Darwin, George Clooney y la gastronomía española

George Clooney (Gtres)

No sé si Darwin fue capaz de prever la que se nos venía encima con todo esto de la globalización. Seguro que, ya en su época, pudo llegar a ver especies desplazadas a causa de la acción humana, y lo más posible es que fuese en los en barcos que surcaban el mundo (como sucedió de forma fortuita con el mejillón cebra que invade a día de hoy el Delta del Ebro) o en las cargas que estos desplazaban. Lo que estoy segura que Darwin jamás podría haber llegado a conjeturar, es la estúpida zancadilla que George Clooney le ha hecho a la evolución.

Corría el año 1988 cuando, un jovencísimo y arrebatador George Clooney, le regalaba a, su por aquel entonces novia, Kelly Preston un monísimo cerdo vietnamita al que llamaron Max. Cuando el amor se les rompió, George decidió quedarse con el tierno marrano con el que pasó a compartir mansión y cama. La relación duró más de 18 años, hasta que, un mal día de 2006, Max con sus 130 kilos subió al cielo de los cerdos, dejando un legado que cambiaría para siempre curso de la Naturaleza.

La que fuera, según declaraciones del propio actor, la relación más larga e importante de su vida, también fue portada de muchas revistas de todo el mundo que se hicieron eco de la noticia: ¡un actor de Hollywood tenía un cerdo como mascota! El efecto “culo veo, culo quiero” no se hizo esperar y la demanda de cerdos vietnamitas como animal de compañía se disparó. Lo que muchos no fueron capaces de calibrar es el tremendo follón que supone tener una mole de mas de 100 kilos circulando por casa, básicamente porque no es un animal que se pueda adiestrar con facilidad, por lo que se vieron superados por la situación. ¿Solución? Abandonar a los tiernos y urbanitas cerdos vietnamitas en el campo y que la naturaleza se encargase del tema.

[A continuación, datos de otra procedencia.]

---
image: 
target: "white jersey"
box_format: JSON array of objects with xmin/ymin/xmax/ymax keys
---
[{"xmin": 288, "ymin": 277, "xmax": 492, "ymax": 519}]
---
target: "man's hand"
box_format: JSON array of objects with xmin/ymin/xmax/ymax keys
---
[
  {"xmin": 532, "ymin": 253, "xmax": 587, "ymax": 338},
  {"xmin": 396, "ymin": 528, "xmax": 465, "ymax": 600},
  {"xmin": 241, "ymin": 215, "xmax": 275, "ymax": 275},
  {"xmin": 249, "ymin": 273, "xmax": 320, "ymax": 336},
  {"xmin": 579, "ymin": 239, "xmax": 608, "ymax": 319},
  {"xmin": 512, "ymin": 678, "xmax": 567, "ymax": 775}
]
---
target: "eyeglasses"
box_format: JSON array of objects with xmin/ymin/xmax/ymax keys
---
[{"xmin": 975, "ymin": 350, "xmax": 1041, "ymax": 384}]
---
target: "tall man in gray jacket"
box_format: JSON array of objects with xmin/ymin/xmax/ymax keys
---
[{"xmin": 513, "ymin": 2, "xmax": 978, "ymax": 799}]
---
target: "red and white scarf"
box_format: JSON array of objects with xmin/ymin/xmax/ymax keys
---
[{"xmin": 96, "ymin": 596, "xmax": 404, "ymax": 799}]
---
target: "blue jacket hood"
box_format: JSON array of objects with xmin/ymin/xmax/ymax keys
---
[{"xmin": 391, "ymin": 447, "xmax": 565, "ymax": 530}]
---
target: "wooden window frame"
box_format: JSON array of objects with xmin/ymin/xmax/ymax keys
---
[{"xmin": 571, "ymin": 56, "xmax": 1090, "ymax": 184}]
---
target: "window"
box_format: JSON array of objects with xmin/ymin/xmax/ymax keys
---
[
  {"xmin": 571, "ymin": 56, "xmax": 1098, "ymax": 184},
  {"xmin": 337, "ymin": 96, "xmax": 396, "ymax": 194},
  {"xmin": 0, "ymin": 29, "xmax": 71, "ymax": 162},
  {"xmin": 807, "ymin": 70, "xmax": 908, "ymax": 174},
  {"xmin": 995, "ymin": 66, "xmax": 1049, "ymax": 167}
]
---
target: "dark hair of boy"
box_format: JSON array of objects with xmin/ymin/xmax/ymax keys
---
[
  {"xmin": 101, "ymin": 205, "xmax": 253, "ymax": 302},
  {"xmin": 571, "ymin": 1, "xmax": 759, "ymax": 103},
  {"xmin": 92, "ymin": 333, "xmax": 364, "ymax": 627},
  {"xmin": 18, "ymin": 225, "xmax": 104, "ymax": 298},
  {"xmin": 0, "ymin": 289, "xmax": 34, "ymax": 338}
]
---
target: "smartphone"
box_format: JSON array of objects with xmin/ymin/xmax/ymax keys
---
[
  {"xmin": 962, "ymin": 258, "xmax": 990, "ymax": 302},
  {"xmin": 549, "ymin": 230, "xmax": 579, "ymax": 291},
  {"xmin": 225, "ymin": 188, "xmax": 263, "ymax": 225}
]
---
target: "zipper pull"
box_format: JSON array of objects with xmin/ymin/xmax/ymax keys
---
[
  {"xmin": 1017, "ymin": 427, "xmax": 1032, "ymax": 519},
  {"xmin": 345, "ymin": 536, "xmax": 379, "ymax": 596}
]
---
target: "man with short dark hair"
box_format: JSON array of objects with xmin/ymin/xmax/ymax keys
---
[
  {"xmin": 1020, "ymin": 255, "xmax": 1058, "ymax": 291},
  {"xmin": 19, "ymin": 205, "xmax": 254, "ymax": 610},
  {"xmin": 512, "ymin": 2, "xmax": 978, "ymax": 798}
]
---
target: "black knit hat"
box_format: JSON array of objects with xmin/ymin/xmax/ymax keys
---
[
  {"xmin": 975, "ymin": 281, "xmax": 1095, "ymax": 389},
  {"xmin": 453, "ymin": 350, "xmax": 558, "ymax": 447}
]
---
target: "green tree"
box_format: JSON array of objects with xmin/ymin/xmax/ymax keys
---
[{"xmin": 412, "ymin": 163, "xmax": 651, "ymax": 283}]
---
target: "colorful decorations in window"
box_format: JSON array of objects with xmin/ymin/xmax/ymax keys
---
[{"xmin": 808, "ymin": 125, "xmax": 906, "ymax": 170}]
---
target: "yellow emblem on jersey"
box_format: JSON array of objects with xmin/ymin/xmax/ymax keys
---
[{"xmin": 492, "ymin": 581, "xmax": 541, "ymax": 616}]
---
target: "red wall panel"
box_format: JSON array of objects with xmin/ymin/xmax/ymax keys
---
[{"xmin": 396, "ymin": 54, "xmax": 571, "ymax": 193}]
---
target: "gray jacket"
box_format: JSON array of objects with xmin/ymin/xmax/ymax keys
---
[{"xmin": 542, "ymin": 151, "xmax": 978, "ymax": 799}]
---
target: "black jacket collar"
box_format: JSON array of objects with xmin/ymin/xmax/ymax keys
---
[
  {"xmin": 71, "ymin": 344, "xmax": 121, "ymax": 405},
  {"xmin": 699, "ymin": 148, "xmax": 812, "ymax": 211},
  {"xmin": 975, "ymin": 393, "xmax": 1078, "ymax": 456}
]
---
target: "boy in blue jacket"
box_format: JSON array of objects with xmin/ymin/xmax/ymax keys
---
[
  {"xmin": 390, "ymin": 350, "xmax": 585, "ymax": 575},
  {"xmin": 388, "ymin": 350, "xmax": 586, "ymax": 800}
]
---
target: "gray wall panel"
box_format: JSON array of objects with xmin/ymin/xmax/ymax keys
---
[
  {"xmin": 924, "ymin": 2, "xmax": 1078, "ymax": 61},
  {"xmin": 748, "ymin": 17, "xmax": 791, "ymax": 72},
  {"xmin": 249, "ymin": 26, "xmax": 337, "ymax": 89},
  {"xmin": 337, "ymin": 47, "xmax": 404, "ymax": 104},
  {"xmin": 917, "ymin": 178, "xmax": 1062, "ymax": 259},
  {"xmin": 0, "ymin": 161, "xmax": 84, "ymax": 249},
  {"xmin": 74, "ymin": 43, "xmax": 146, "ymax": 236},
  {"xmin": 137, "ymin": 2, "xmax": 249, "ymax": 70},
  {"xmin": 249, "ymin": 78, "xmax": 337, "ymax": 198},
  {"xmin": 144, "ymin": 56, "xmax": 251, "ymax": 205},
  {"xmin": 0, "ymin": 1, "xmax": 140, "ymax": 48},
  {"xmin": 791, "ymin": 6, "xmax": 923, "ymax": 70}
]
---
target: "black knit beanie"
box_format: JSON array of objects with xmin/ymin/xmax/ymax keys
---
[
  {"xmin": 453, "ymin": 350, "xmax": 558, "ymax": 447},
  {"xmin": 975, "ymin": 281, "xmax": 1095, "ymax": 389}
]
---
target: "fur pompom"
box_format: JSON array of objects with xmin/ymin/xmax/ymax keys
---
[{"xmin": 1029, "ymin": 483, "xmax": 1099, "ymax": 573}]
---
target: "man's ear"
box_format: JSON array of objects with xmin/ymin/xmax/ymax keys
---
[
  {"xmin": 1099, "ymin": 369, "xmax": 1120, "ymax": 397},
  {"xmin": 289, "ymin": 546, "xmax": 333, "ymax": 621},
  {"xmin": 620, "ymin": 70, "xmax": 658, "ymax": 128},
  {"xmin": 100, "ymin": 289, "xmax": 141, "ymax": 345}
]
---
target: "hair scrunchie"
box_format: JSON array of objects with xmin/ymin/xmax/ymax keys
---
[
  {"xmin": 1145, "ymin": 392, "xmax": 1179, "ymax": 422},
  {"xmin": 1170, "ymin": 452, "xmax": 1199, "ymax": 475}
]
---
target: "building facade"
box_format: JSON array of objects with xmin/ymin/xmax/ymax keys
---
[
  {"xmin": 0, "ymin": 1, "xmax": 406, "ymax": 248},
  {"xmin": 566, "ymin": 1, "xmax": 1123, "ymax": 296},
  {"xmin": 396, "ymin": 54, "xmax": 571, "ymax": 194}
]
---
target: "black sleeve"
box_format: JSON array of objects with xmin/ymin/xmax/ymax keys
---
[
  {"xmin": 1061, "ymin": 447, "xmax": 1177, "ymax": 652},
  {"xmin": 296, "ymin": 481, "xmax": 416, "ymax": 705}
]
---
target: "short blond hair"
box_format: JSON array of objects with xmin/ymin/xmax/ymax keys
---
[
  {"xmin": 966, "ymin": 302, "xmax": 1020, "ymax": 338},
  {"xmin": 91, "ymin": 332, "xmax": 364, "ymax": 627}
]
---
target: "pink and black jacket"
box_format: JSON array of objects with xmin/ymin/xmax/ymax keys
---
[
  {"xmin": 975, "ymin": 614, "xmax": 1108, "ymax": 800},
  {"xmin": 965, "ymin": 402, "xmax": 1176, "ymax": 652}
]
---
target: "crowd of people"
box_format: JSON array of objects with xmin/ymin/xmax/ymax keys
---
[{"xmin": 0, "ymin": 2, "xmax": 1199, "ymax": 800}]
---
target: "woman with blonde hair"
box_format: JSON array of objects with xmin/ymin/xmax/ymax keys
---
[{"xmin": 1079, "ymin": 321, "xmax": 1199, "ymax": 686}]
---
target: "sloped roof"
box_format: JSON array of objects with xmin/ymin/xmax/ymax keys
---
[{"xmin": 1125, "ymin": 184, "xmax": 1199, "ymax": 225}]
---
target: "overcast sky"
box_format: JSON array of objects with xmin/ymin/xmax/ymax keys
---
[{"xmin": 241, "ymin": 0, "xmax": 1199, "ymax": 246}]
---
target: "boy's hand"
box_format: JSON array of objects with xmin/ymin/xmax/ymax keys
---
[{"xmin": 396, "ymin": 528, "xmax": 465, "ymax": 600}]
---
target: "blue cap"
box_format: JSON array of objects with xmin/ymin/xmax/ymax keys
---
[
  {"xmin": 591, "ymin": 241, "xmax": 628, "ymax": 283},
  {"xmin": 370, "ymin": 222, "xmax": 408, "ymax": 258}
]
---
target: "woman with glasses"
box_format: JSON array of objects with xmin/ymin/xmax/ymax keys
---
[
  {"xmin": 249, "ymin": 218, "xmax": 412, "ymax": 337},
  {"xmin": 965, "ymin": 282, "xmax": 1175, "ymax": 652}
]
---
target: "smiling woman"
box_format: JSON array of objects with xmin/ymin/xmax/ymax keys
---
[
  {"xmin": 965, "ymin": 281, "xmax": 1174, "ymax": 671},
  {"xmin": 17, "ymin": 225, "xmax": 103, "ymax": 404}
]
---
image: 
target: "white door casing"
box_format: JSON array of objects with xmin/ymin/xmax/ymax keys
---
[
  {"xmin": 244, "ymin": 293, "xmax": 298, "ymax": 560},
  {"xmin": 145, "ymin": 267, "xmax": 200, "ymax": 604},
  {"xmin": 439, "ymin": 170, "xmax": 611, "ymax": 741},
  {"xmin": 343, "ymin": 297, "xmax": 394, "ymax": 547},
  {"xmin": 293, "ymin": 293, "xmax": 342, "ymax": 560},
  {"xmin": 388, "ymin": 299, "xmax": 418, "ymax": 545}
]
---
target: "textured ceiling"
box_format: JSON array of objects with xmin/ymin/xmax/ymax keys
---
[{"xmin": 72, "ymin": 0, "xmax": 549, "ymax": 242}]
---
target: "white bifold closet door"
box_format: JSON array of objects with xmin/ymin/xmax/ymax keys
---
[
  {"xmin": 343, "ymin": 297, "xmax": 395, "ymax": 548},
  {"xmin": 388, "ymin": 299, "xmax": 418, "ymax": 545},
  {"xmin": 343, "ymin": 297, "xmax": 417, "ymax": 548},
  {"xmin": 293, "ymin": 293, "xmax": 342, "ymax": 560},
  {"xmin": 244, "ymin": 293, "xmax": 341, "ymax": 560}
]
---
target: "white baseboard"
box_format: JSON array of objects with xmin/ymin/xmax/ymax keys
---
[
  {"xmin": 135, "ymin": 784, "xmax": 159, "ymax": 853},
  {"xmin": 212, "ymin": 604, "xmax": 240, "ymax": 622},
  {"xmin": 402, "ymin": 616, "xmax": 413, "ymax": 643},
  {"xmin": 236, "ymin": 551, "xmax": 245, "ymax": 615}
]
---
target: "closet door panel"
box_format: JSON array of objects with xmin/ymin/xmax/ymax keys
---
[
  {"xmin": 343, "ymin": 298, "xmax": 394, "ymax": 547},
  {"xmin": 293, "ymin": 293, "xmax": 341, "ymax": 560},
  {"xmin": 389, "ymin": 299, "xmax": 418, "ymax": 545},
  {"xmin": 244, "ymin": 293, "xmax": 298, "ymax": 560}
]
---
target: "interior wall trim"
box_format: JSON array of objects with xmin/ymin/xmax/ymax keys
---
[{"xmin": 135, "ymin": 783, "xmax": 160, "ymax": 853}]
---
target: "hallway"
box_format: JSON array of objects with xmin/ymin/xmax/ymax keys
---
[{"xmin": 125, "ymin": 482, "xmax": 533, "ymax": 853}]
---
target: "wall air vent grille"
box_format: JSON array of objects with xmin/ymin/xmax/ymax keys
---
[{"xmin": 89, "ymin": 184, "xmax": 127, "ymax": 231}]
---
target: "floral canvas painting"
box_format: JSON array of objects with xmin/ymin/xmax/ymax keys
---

No sé cómo, cuándo o dónde pasó, pero yo me lo imagino más o menos así: una asustada, vulnerable y dulce cerdita vietnamita, criada en el confort y abundancia de un hogar humano, que se encuentra en mitad del monte con un feroz jabalí, que atraído por el eau de parfum del celo de la cochina, le roba su virginidad y la deja preñada de un engendro nunca visto. Unos cuatro meses después, llegaba al mundo la primera camada de cerdolís.

Se sabe muy poco de estos singulares animales, pero se tiene constancia de que transitan por varios de los montes españoles y eso ha hecho saltar la voz de alarma. El ADN del cerdo vietnamita, considerado oficinalmente especie invasora, se ha mezclado con el del jabalí y eso supone un grave riesgo para la biodiversidad, entrando en un terreno desconocido donde las enfermedades que pueda trasmitir esta rareza porcina son totalmente impredecibles. La pureza genética del jabalí está en serio peligro y son muchos los colectivos preocupados por la situación, a la que están buscando solución.

Y en este punto es donde voy a darle el giro gastronómico al asunto. No, no voy a proponer que depredemos al cerdolí, como ha hecho el cocinero colombiano Jorge Rausch, que muy inteligentemente está promoviendo el consumo del voraz invasor pez león a través de campañas en las que enseña cómo cocinarlo. Lo que me gustaría es poner en paralelo la historia del cerdolí y esa cocina actual que, en España, usa y abusa de ingredientes asiáticos como si tal cosa.

En estos momentos, lo que triunfa son cartas con platos salpicados con toques de wasabi, aceite de sésamo, kimchee, mirin o ajo negro. Da igual que en qué ciudad y de qué número de habitantes hablemos, es algo extendido por todo el país y que se usa de forma tan indiscriminada, que el otro día me comí unos callos madrileños con huevas de tobiko, chile y menta. ¿Estamos delante de un fenómeno como el del cerdolí o en breve se pasará la moda de cocinar gua bao con rabo de toro sin que haya consecuencias?

No dejo de pensar en el cerdolí como una metáfora de cómo será la cocina del mañana. Si tenemos en cuenta que en unos años, para muchos jóvenes, el kebab será tan tradicional como un bocata de calamares, básicamente porque han nacido y criado conociendo ambas elaboraciones como algo cotidiano, entra dentro de lo posible que en el futuro la salsa de soja forme parte del combo de aceite y vinagre, o la sriracha sea la salsa oficial de las patatas bravas.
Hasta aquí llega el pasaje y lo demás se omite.